10 KiB
Hadoop Azure Support: Azure Blob Storage
Introduction
The hadoop-azure module provides support for integration with Azure Blob Storage. The built jar file, named hadoop-azure.jar, also declares transitive dependencies on the additional artifacts it requires, notably the Azure Storage SDK for Java.
Features
- Read and write data stored in an Azure Blob Storage account.
- Present a hierarchical file system view by implementing the standard Hadoop
FileSystem
interface. - Supports configuration of multiple Azure Blob Storage accounts.
- Supports both page blobs (suitable for most use cases, such as MapReduce) and block blobs (suitable for continuous write use cases, such as an HBase write-ahead log).
- Reference file system paths using URLs using the
wasb
scheme. - Also reference file system paths using URLs with the
wasbs
scheme for SSL encrypted access. - Can act as a source of data in a MapReduce job, or a sink.

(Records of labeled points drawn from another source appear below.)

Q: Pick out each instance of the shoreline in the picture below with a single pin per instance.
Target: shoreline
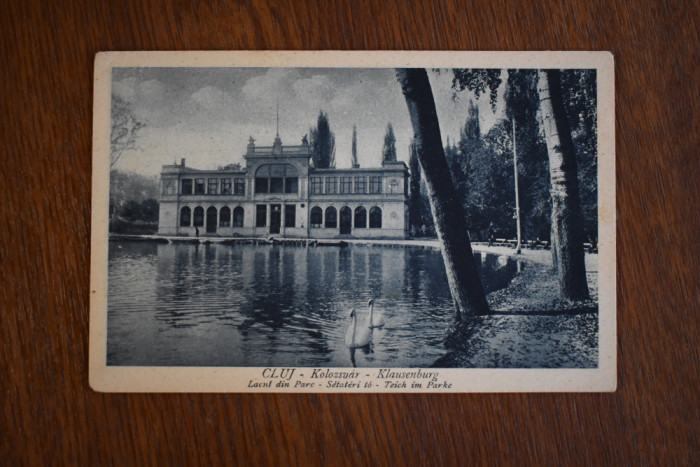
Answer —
(543, 257)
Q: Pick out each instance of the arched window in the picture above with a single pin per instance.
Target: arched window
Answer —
(211, 219)
(316, 217)
(198, 216)
(331, 218)
(375, 218)
(185, 217)
(360, 218)
(238, 214)
(225, 217)
(277, 178)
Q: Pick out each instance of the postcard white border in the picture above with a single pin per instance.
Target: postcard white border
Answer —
(236, 379)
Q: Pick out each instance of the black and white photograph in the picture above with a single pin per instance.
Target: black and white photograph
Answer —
(370, 222)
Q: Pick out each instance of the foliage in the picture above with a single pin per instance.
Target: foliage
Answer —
(322, 143)
(389, 149)
(482, 166)
(133, 200)
(125, 129)
(479, 81)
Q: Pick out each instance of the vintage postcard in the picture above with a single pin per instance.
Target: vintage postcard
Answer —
(353, 222)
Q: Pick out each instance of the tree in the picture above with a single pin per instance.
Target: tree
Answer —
(389, 149)
(448, 214)
(567, 220)
(354, 162)
(322, 143)
(125, 129)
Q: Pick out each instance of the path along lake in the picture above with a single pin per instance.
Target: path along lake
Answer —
(281, 305)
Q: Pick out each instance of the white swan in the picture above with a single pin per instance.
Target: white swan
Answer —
(357, 335)
(376, 320)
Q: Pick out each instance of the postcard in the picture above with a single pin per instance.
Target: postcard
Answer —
(348, 222)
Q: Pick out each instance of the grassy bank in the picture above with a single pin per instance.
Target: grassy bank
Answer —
(530, 327)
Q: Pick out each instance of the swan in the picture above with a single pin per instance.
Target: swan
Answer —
(357, 335)
(376, 320)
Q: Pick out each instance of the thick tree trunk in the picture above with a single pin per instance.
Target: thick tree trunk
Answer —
(448, 213)
(567, 219)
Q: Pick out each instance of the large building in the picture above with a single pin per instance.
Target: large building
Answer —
(278, 193)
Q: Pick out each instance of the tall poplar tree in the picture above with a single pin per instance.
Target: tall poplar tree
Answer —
(322, 143)
(355, 163)
(389, 149)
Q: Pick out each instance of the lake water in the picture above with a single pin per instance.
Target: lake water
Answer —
(272, 305)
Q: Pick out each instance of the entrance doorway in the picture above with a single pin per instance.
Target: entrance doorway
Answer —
(275, 218)
(345, 221)
(211, 219)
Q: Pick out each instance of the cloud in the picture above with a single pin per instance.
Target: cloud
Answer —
(264, 87)
(134, 91)
(212, 98)
(318, 88)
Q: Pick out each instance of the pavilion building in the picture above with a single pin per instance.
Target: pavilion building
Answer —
(279, 193)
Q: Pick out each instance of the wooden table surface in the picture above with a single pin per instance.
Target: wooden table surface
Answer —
(49, 414)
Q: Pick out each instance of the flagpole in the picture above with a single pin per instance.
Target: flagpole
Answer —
(517, 195)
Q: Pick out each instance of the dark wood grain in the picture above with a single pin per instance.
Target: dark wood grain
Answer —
(50, 415)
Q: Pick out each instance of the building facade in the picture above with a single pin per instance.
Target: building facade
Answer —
(278, 193)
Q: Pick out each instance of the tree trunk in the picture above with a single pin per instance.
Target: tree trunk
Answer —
(567, 219)
(448, 213)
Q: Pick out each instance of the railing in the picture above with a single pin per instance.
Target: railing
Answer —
(285, 149)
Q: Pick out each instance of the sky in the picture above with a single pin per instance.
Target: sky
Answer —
(206, 115)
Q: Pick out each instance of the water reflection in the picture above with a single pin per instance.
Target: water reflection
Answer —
(272, 305)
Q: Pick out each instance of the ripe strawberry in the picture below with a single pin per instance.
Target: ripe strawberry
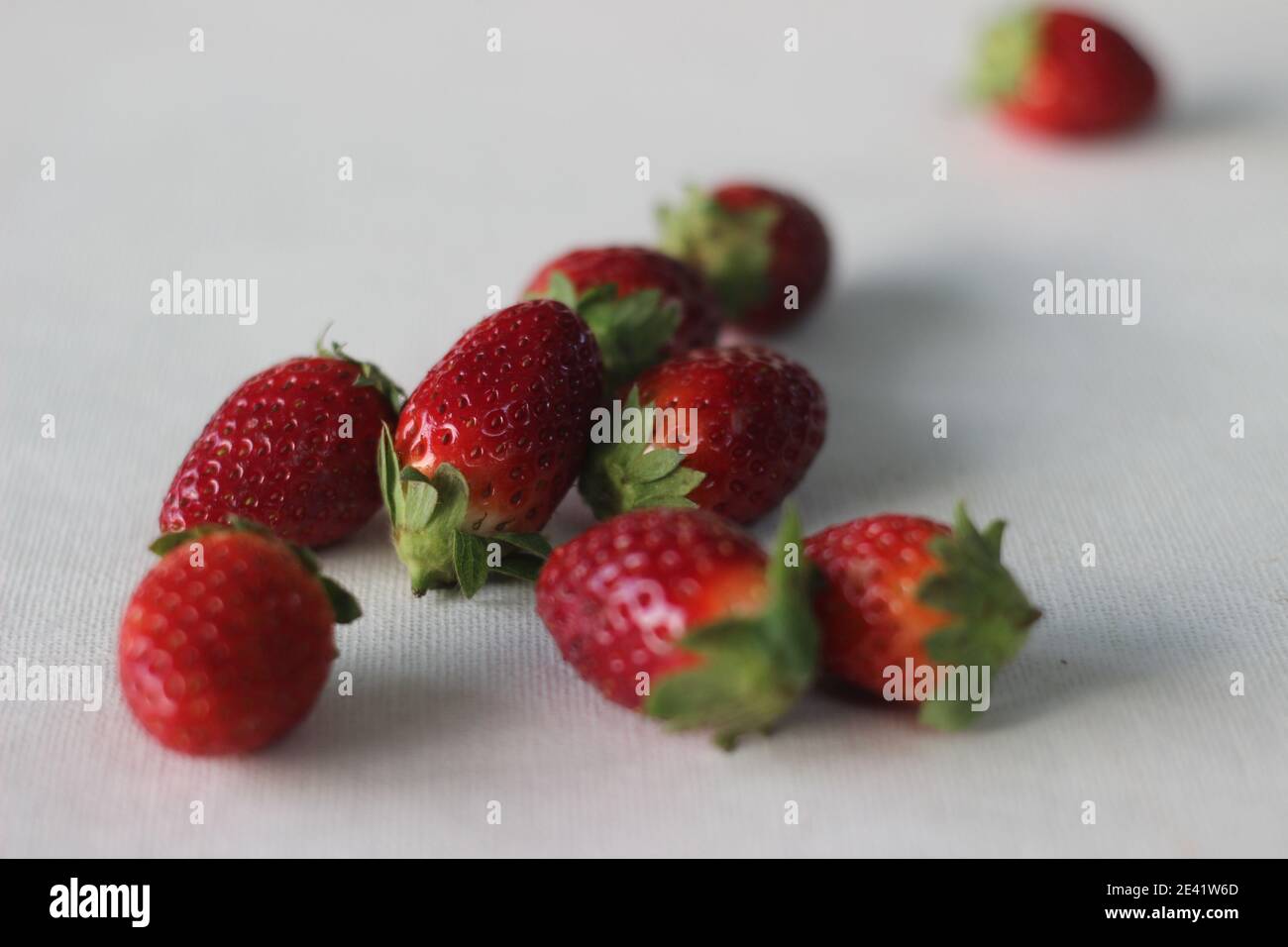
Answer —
(226, 643)
(675, 612)
(1064, 72)
(488, 445)
(902, 587)
(765, 253)
(759, 421)
(642, 305)
(290, 449)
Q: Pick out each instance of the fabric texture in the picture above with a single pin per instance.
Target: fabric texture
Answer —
(471, 169)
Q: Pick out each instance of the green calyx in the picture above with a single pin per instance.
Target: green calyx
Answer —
(752, 669)
(369, 373)
(1005, 54)
(344, 605)
(632, 331)
(426, 517)
(631, 475)
(730, 248)
(991, 613)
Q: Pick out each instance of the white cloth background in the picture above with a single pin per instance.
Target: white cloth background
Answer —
(475, 167)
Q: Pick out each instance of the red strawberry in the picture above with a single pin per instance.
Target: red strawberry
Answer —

- Tested on both Linux and Windows.
- Tested at scale.
Limitations
- The append operation is not implemented.
- File owner and group are persisted, but the permissions model is not enforced. Authorization occurs at the level of the entire Azure Blob Storage account.
- File last access time is not tracked.
Usage
Concepts
The Azure Blob Storage data model presents 3 core concepts:
- Storage Account: All access is done through a storage account.
- Container: A container is a grouping of multiple blobs. A storage account may have multiple containers. In Hadoop, an entire file system hierarchy is stored in a single container. It is also possible to configure multiple containers, effectively presenting multiple file systems that can be referenced using distinct URLs.
- Blob: A file of any type and size. In Hadoop, files are stored in blobs. The internal implementation also uses blobs to persist the file system hierarchy and other metadata.
Configuring Credentials
Usage of Azure Blob Storage requires configuration of credentials. Typically
this is set in core-site.xml. The configuration property name is of the form
fs.azure.account.key.<account name>.blob.core.windows.net
and the value is the
access key. The access key is a secret that protects access to your storage
account. Do not share the access key (or the core-site.xml file) with an
untrusted party.
For example:
<property>
<name>fs.azure.account.key.youraccount.blob.core.windows.net</name>
<value>YOUR ACCESS KEY</value>
</property>
In many Hadoop clusters, the core-site.xml file is world-readable. If it's undesirable for the access key to be visible in core-site.xml, then it's also possible to configure it in encrypted form. An additional configuration property specifies an external program to be invoked by Hadoop processes to decrypt the key. The encrypted key value is passed to this external program as a command line argument:
<property>
<name>fs.azure.account.keyprovider.youraccount</name>
<value>org.apache.hadoop.fs.azure.ShellDecryptionKeyProvider</value>
</property>
<property>
<name>fs.azure.account.key.youraccount.blob.core.windows.net</name>
<value>YOUR ENCRYPTED ACCESS KEY</value>
</property>
<property>
<name>fs.azure.shellkeyprovider.script</name>
<value>PATH TO DECRYPTION PROGRAM</value>
</property>
Page Blob Support and Configuration
The Azure Blob Storage interface for Hadoop supports two kinds of blobs, block blobs and page blobs. Block blobs are the default kind of blob and are good for most big-data use cases, like input data for Hive, Pig, analytical map-reduce jobs etc. Page blob handling in hadoop-azure was introduced to support HBase log files. Page blobs can be written any number of times, whereas block blobs can only be appended to 50,000 times before you run out of blocks and your writes will fail. That won't work for HBase logs, so page blob support was introduced to overcome this limitation.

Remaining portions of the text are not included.